The head and next pointer fields of the cache needs to be maintained in such a way that they can consistently hit. The proposed design is described as follows. After obtaining the size class index, malloc removes the first element from the free list using a “pop” instruction. The “pop” instruction writes the current “head” in a register, and shifts the “next” field into the “head” field. The “next” field is then cleared. If the “next” field is empty, then the “pop” instruction assumes that software did not update the field after the last pop, and will clear the entry to avoid reading invalid pointers. To update the “next” field, every time after the software pops the head of a bucket, it is supposed to issue a special prefetch instruction, which loads the pointer stored in the head block, and fills the “next” field with the value. This prefetch instruction breaks the dependency chain in the original malloc, where two loads and one store must be executed sequentially even on an out-of-order core, because there are data dependencies between them. Now with prefetching, the reading of the next block pointer can be overlapped with normal operation of malloc and the application, and the next time malloc is invoked, it is likely that the pointer value is ready, and the request is fulfilled instantly. If the prefetching has not completed when an request arrive, the request needs to be blocked and wait for prefetching. Note that this will not make things worse, because if prefetching cannot complete in a timely manner, it must be the case that the data is rather cold, and during normal operation the execution will also block here waiting for data.

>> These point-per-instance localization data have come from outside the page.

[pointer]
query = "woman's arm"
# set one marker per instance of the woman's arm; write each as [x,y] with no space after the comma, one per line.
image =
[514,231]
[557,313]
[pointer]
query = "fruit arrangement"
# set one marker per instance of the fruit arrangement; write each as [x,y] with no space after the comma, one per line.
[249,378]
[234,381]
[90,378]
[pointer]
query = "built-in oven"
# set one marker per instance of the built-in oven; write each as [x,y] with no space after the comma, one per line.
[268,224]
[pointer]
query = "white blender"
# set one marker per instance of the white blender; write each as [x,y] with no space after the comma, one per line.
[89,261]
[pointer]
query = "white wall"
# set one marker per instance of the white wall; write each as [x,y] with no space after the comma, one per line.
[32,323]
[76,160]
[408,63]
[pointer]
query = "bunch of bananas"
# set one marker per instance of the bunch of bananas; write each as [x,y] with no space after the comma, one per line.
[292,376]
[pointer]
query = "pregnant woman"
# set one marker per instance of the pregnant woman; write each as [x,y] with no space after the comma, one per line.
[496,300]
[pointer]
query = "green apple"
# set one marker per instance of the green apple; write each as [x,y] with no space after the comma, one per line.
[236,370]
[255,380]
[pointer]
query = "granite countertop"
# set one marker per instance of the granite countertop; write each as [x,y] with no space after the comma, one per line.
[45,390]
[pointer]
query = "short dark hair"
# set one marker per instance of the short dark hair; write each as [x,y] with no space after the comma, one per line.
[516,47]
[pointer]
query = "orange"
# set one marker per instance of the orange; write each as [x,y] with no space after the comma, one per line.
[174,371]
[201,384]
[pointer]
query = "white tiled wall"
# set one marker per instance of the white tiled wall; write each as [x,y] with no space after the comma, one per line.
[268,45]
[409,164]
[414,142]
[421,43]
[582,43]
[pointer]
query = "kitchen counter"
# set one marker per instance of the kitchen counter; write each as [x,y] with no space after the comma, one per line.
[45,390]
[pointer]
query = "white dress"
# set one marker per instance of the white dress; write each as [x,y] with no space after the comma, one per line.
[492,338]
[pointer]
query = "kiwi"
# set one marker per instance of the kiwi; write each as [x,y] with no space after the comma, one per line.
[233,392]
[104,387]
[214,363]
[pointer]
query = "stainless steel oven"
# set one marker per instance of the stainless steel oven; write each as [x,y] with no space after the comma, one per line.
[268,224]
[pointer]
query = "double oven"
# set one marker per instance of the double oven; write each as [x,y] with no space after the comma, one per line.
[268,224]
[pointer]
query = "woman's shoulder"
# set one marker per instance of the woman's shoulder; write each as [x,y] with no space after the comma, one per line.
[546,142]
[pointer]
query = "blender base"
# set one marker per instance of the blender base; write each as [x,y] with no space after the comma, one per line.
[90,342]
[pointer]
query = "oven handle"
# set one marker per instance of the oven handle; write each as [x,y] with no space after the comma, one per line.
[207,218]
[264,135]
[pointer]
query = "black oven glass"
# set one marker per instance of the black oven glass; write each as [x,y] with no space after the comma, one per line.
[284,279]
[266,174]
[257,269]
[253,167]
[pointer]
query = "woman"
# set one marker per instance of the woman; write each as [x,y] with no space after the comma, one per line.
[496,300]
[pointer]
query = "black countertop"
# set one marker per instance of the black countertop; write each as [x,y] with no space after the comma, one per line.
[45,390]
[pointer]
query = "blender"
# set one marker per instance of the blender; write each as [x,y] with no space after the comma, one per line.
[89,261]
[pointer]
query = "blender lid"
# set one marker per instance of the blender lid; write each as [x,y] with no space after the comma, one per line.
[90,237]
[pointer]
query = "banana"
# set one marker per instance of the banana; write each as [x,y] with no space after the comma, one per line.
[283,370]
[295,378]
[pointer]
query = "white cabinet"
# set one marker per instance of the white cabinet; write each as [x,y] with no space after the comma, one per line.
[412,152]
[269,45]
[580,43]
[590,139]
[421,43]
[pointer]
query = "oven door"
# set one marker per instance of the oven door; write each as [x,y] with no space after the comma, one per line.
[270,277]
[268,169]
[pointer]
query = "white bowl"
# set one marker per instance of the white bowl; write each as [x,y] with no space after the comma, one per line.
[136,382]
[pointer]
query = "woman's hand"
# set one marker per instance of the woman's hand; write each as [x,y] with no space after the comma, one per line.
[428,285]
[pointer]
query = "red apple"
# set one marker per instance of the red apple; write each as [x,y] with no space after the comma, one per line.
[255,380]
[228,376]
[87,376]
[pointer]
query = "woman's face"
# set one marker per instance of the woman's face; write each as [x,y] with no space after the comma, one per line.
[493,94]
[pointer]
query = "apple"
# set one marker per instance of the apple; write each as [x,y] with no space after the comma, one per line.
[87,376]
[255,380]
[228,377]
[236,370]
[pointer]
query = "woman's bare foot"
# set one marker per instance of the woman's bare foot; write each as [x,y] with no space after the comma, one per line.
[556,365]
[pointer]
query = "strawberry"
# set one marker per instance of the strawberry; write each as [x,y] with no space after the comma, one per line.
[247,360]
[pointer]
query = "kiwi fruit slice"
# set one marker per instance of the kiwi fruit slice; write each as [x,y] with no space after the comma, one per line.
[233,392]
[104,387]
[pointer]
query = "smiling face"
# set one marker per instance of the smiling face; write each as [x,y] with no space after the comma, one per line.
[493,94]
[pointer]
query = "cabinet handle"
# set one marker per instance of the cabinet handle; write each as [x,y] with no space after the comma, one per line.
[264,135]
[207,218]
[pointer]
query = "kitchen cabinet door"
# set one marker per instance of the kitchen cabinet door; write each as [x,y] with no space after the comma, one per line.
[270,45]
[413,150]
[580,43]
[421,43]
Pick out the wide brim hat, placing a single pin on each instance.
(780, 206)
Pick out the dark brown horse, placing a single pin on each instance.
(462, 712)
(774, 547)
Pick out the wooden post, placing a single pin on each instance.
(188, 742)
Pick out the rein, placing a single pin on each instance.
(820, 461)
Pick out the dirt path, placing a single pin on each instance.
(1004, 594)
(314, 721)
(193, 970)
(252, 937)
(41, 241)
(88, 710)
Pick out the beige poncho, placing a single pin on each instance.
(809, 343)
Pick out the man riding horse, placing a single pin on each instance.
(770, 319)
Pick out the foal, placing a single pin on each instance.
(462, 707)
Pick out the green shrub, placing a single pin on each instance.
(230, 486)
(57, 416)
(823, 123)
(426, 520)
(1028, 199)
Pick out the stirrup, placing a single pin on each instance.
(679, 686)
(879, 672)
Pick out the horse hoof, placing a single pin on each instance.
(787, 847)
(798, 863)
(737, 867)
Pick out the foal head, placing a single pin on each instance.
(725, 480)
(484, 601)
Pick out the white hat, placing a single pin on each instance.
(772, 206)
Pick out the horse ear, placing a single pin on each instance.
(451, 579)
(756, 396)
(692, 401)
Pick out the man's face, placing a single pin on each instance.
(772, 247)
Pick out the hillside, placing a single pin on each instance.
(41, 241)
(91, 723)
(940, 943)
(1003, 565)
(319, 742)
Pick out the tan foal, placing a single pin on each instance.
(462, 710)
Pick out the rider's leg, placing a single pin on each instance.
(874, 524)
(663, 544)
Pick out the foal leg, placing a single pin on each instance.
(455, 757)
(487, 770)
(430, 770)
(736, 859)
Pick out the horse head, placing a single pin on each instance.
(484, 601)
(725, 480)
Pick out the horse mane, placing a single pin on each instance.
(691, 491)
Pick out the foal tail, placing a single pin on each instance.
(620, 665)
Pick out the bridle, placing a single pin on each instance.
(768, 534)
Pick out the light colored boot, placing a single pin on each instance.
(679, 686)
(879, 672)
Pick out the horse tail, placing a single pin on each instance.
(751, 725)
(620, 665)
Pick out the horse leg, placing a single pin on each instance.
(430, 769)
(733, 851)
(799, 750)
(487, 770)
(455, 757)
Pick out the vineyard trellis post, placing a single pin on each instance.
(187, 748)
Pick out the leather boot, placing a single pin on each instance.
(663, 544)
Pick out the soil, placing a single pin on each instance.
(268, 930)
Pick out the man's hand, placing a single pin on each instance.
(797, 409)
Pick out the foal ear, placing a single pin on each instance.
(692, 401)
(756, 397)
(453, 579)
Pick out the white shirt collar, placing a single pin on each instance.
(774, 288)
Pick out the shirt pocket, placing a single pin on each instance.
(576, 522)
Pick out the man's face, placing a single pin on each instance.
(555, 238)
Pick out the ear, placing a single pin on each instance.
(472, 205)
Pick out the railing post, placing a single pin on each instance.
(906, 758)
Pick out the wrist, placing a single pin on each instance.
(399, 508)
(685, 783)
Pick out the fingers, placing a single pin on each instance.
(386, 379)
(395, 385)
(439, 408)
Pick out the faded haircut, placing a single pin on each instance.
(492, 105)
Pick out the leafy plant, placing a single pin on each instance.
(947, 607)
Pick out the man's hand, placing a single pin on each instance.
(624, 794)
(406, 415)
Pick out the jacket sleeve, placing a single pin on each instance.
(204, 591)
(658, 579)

Since the malloc cache is only a fast access to frequently used data maintained by malloc, the cache can always be flushed if there is a context switch. This is also necessary because most malloc implementations use thread-local buckets to avoid fast-path synchronization. Occasionally, misspeculation might occur as a result of branch mis-prediction. In this case, the entry that are filled during the speculation must also be invalidated. To achieve this we need to add an entry pointer to every instruction in the commit queue. If the instruction is nullified because of mis-prediction, the corresponding entry is also cleared.